C’est que de nouveaux incidents ne feront qu’attiser la poussée de sectarisme, fruit de dizaines d’années d’oppression. L’ombre d’un Baas au pouvoir quarante années durant continue de planer sur la vie de tous les jours, même si les Irakiens commencent à s’habituer à l’absence des fantômes du passé. Certes, les exhortations des chefs religieux autant que les appels à la raison des leaders politiques feront beaucoup pour prévenir une détérioration de la situation. Encore faudrait-il qu’une solution soit enfin trouvée à la crise dans laquelle l’Irak se trouve plongé depuis la malencontreuse expédition américaine engagée en mars 2003 (trois ans déjà !). Ce qui est loin, pour l’heure, d’être le cas. Et ce n’est pas des GI, avec leurs gros rangers, leur artillerie lourde et leur balourdise notoire, pas plus que des politiciens de Washington, le regard braqué sur la prochaine échéance électorale, que viendra la solution – si tant est qu’il y en ait une. Depuis l’époque de Noury as-Saïd, on devinait déjà un pays peu mûr pour une démocratie à l’occidentale, ou même à la Haroun al-Rachid. La main du parti unique a été bien trop lourde et a prétendu bien trop longtemps légiférer au profit d’une seule secte. Ce n’est pas en établissant l’emprise d’une autre secte que l’on pourra instaurer une équité politique acceptable par toutes les parties.
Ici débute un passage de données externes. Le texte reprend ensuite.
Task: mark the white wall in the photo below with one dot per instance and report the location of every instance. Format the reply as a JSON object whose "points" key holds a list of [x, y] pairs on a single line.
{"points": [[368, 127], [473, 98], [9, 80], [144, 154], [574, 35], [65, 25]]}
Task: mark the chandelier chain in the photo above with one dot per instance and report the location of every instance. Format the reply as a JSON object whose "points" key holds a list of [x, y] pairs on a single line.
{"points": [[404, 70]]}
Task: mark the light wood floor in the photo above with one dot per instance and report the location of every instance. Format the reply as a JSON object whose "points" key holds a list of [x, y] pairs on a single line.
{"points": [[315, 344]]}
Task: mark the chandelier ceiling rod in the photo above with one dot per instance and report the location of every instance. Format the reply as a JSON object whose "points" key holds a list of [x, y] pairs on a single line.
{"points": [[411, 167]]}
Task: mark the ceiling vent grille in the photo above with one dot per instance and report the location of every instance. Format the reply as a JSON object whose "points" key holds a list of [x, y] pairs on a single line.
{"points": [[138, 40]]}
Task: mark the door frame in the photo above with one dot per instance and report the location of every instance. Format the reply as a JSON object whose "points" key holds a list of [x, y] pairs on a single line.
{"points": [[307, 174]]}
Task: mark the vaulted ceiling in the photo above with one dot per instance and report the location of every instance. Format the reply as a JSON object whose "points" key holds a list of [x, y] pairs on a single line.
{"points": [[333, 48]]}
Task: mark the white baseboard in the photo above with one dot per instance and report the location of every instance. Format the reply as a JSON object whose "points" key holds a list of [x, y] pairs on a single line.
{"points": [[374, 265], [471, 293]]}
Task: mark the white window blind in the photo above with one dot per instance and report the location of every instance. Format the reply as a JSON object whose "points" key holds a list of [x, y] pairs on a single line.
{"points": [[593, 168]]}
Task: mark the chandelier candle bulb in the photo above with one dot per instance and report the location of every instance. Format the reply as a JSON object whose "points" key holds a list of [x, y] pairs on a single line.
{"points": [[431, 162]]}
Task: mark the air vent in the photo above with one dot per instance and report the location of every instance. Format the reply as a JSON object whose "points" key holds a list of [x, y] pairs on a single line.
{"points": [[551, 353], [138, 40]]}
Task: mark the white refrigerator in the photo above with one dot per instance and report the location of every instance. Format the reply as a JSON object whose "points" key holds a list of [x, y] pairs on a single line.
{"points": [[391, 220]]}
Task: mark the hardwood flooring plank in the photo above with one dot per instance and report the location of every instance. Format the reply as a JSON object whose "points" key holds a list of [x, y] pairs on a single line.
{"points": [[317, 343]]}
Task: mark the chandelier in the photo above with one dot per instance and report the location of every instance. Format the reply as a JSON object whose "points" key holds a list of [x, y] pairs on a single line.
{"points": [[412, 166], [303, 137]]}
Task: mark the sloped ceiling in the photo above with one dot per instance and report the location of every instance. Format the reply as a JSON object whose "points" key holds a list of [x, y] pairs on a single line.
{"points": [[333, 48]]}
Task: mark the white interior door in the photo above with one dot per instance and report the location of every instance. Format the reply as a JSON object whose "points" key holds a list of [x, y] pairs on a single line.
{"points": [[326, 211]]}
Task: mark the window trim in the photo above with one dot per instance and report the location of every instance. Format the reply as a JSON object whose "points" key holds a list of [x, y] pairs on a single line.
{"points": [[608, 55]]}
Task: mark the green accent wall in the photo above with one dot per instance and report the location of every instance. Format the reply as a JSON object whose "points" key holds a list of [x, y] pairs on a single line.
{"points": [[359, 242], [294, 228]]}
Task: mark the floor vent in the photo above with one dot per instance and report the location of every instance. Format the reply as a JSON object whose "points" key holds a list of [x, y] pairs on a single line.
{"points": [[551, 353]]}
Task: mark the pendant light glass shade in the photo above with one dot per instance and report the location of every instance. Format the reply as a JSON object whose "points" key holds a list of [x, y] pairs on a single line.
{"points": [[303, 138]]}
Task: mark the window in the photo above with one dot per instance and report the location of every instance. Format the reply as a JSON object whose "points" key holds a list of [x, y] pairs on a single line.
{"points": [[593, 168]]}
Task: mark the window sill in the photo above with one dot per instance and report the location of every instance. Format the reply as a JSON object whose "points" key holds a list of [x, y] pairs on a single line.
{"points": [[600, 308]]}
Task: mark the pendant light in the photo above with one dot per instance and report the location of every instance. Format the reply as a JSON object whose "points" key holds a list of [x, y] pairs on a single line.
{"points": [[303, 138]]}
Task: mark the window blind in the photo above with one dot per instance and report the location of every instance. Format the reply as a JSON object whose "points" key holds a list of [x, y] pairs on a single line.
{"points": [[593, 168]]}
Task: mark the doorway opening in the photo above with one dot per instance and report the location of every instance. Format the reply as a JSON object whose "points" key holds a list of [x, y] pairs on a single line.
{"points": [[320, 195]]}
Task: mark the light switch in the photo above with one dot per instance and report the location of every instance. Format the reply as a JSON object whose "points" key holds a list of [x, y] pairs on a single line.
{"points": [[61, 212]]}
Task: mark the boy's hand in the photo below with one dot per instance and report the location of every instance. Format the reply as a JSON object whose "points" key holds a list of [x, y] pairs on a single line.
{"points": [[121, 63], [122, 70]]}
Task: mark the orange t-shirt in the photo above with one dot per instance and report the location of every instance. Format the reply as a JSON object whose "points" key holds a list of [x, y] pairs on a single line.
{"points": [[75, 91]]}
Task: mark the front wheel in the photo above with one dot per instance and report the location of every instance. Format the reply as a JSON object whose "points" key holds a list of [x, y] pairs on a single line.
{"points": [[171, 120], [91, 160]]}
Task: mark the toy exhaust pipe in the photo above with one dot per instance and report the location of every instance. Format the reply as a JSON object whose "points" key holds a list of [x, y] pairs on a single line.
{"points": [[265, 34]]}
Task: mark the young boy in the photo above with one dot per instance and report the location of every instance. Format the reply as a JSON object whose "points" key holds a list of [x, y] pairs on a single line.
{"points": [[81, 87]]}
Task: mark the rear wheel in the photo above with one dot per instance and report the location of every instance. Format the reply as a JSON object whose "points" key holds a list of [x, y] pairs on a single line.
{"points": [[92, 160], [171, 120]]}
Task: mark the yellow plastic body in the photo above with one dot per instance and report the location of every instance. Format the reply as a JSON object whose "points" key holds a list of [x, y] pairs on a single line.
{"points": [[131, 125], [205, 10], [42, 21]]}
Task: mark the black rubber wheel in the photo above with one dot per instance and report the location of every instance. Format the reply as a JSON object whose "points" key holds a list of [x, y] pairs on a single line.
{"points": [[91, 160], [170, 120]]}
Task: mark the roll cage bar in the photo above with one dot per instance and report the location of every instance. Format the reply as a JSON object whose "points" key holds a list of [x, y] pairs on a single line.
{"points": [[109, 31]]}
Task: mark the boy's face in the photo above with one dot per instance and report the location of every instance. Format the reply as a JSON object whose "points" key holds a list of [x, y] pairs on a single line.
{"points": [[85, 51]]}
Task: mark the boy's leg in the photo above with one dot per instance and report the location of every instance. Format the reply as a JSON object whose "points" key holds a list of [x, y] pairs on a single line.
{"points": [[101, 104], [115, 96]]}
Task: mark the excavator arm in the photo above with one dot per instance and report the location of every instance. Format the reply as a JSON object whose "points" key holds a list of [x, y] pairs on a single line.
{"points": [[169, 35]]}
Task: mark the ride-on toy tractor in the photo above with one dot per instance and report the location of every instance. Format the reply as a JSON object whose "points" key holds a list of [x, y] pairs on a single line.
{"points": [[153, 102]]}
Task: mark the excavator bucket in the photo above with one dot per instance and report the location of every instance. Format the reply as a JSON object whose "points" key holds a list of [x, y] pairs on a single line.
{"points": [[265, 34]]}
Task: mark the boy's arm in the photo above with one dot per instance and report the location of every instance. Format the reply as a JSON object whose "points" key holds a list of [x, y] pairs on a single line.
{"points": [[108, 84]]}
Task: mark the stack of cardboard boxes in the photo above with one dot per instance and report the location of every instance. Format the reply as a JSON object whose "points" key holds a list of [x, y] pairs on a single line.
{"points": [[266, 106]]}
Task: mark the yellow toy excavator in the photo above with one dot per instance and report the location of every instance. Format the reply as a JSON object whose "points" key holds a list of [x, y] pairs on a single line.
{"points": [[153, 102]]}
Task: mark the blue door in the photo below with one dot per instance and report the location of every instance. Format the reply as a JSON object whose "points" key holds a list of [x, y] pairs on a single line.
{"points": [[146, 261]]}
Il y a aussi l’omniprésence de l’or noir qui attise des convoitises d’autant plus difficiles à satisfaire qu’il est présent dans les zones à prédominance kurde ou chiite, où l’on prétend répartir les redevances suivant un système de quotas incompréhensible, sinon pour ses bénéficiaires. Quoi d’autre ? Oh, beaucoup d’éléments, comme l’existence à la frontière nord-ouest d’une Turquie en proie à un prurit atavique dès lors qu’il s’agit des Kurdes, à la frontière nord-est d’un Iran à l’inquiétant prosélytisme et qui s’apprête à frapper à la porte du club atomique.
Avouons que le mélange, hautement instable pour l’instant, pourrait très vite se révéler explosif. Pour peu que l’alchimiste yankee continue de le secouer.